SELECT EMAIL_ADDRESS, ORDER_ID, ORDER_DATE
FROM CUSTOMERS JOIN ORDERS O ON CUSTOMERS.CUSTOMER_ID = O.CUSTOMER_ID
WHERE ORDER_DATE = ( SELECT MIN(ORDERS.ORDER_DATE)
FROM ORDERS JOIN CUSTOMERS
ON ORDERS.CUSTOMER_ID=CUSTOMERS.CUSTOMER_ID
GROUP BY CUSTOMERS.CUSTOMER_ID ) ;
Explanation:
The steps in the formation of the outer query are explained below.
1. We need three columns in the output – email address, order id and date of order.
2. The above mentioned columns are taken in SELECT clause.
3. The email address belongs to the customers table. While order id and date of order belongs to the orders table.
4. Both the orders and the customers tables are joined using JOIN keyword on the common column, CUSTOMER_ID.
5. The tables are joined in the FROM clause.
6. The oldest order for each customer is required using sub query.
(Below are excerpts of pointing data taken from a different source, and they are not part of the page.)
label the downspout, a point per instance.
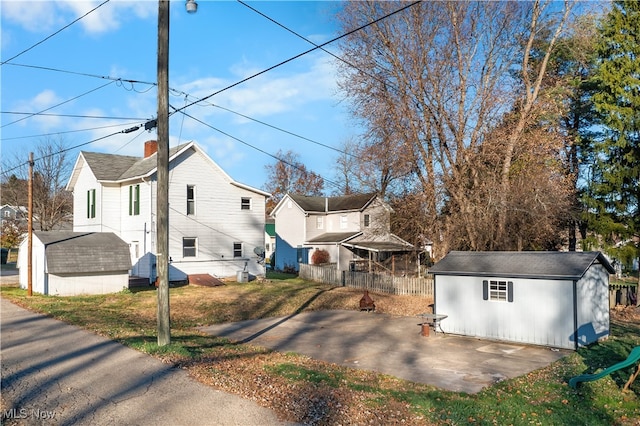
(575, 315)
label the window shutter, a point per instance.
(136, 207)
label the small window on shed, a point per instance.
(500, 291)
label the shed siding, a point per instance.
(539, 314)
(74, 285)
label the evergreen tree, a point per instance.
(614, 200)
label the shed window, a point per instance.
(237, 249)
(189, 247)
(501, 291)
(91, 203)
(134, 200)
(245, 203)
(191, 200)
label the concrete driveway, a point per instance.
(392, 345)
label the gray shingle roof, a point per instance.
(84, 252)
(523, 264)
(332, 204)
(112, 167)
(333, 237)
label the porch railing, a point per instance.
(383, 283)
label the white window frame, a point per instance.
(189, 247)
(191, 202)
(246, 203)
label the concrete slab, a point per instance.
(392, 345)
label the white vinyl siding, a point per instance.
(191, 200)
(134, 200)
(91, 204)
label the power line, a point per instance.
(65, 132)
(337, 185)
(60, 30)
(84, 74)
(57, 105)
(101, 117)
(368, 74)
(129, 130)
(316, 47)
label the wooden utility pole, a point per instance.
(162, 251)
(30, 228)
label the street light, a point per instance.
(162, 249)
(192, 6)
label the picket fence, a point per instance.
(382, 283)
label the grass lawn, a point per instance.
(313, 392)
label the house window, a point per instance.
(134, 200)
(245, 203)
(189, 247)
(191, 199)
(501, 291)
(91, 203)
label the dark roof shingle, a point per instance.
(523, 264)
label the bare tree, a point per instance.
(289, 175)
(52, 204)
(438, 78)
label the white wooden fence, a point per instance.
(382, 283)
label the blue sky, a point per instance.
(222, 44)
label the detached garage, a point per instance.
(72, 263)
(556, 299)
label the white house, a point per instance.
(66, 263)
(215, 223)
(350, 228)
(556, 299)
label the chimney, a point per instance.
(150, 148)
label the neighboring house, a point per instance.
(68, 263)
(8, 212)
(350, 228)
(216, 224)
(269, 238)
(556, 299)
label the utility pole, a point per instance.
(162, 250)
(30, 228)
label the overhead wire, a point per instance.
(57, 105)
(55, 33)
(255, 147)
(316, 47)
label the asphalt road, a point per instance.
(57, 374)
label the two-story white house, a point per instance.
(215, 223)
(351, 229)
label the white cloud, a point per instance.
(46, 16)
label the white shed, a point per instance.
(66, 263)
(556, 299)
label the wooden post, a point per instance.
(30, 228)
(162, 250)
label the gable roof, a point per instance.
(70, 252)
(120, 168)
(568, 265)
(332, 204)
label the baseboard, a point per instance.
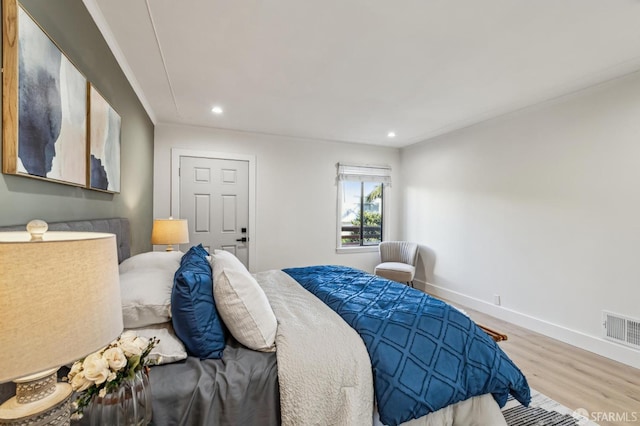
(581, 340)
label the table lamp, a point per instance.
(59, 301)
(170, 231)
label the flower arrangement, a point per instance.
(104, 371)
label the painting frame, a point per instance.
(44, 101)
(103, 143)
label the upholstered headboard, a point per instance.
(118, 226)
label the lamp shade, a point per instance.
(59, 299)
(170, 231)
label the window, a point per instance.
(360, 205)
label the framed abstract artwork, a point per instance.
(104, 144)
(44, 104)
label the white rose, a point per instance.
(96, 368)
(116, 359)
(75, 369)
(80, 382)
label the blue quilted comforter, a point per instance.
(425, 354)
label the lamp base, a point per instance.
(40, 400)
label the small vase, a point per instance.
(128, 405)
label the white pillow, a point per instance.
(152, 259)
(146, 296)
(169, 349)
(242, 304)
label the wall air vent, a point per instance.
(621, 329)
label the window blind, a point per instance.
(366, 173)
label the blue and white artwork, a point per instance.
(52, 105)
(104, 124)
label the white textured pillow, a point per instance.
(170, 349)
(242, 304)
(152, 259)
(146, 296)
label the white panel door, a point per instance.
(214, 198)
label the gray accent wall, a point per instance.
(69, 24)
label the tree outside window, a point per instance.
(361, 213)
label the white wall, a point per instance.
(541, 207)
(296, 192)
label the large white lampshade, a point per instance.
(59, 301)
(170, 231)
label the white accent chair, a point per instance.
(398, 261)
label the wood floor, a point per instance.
(569, 375)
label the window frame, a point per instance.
(385, 181)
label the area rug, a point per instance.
(543, 411)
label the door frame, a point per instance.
(176, 153)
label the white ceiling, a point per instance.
(353, 70)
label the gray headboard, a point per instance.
(118, 226)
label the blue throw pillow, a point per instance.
(193, 310)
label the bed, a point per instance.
(301, 346)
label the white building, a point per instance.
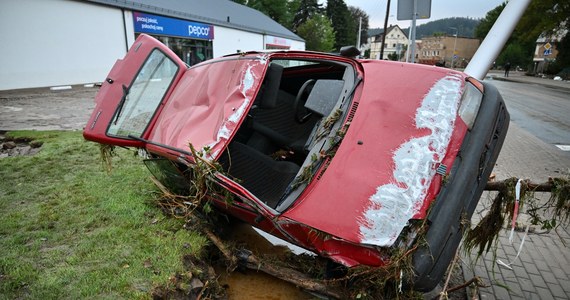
(395, 43)
(66, 42)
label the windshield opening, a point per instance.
(141, 100)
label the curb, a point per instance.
(517, 80)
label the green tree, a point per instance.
(487, 22)
(318, 33)
(275, 9)
(547, 17)
(356, 14)
(305, 10)
(343, 24)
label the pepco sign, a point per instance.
(153, 24)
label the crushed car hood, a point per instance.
(208, 104)
(384, 172)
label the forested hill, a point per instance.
(465, 26)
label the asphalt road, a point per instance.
(542, 111)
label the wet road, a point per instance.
(542, 111)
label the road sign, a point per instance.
(406, 9)
(547, 52)
(547, 46)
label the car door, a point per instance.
(133, 94)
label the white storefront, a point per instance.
(66, 42)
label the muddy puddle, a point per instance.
(17, 146)
(248, 284)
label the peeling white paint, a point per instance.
(415, 166)
(224, 132)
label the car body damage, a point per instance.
(415, 163)
(336, 155)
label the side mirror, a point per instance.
(349, 51)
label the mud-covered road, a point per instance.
(44, 109)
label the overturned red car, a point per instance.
(340, 156)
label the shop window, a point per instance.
(191, 51)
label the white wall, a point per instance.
(297, 45)
(228, 41)
(55, 42)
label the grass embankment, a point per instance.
(70, 230)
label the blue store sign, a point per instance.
(147, 23)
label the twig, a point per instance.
(477, 280)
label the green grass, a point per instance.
(68, 229)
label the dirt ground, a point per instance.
(44, 109)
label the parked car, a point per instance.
(340, 156)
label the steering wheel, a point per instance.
(302, 114)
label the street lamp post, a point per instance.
(454, 46)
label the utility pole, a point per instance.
(385, 30)
(413, 29)
(359, 33)
(454, 46)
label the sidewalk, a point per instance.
(542, 271)
(520, 77)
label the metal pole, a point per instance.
(359, 32)
(496, 39)
(385, 29)
(454, 46)
(414, 16)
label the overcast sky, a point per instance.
(376, 10)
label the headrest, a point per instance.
(324, 96)
(270, 86)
Hence, in the WHERE clause, the ORDER_DATE is equated to the result of the subquery.
7. After ORDER_DATE, equal sign is used and IN keyword is not used since there can be only one oldest order or earliest order date for each customer.
8. The outer query is written as shown.
SELECT EMAIL_ADDRESS, ORDER_ID, ORDER_DATE
FROM CUSTOMERS JOIN ORDERS O ON CUSTOMERS.CUSTOMER_ID = O.CUSTOMER_ID
WHERE ORDER_DATE =
The steps in the formation of the subquery are explained below.
1. We need to find the oldest order for each customer.
2. The oldest order or the earliest ORDER_DATE can be found out by using an aggregate function MIN().
3. The function, MIN(ORDER_DATE), gives the oldest order for each customer.
4. Since aggregate function is used, we use GROUP BY clause since this function is not used in an overall scenario.
5. GROUP BY CUSTOMER_ID indicates for each customer.
6. The customers table is the same table as that of the outer query.
7. Hence, the sub query created is as follows.
SELECT MIN(ORDERS.ORDER_DATE)
FROM ORDERS JOIN CUSTOMERS
ON ORDERS.CUSTOMER_ID=CUSTOMERS.CUSTOMER_ID
GROUP BY CUSTOMERS.CUSTOMER_ID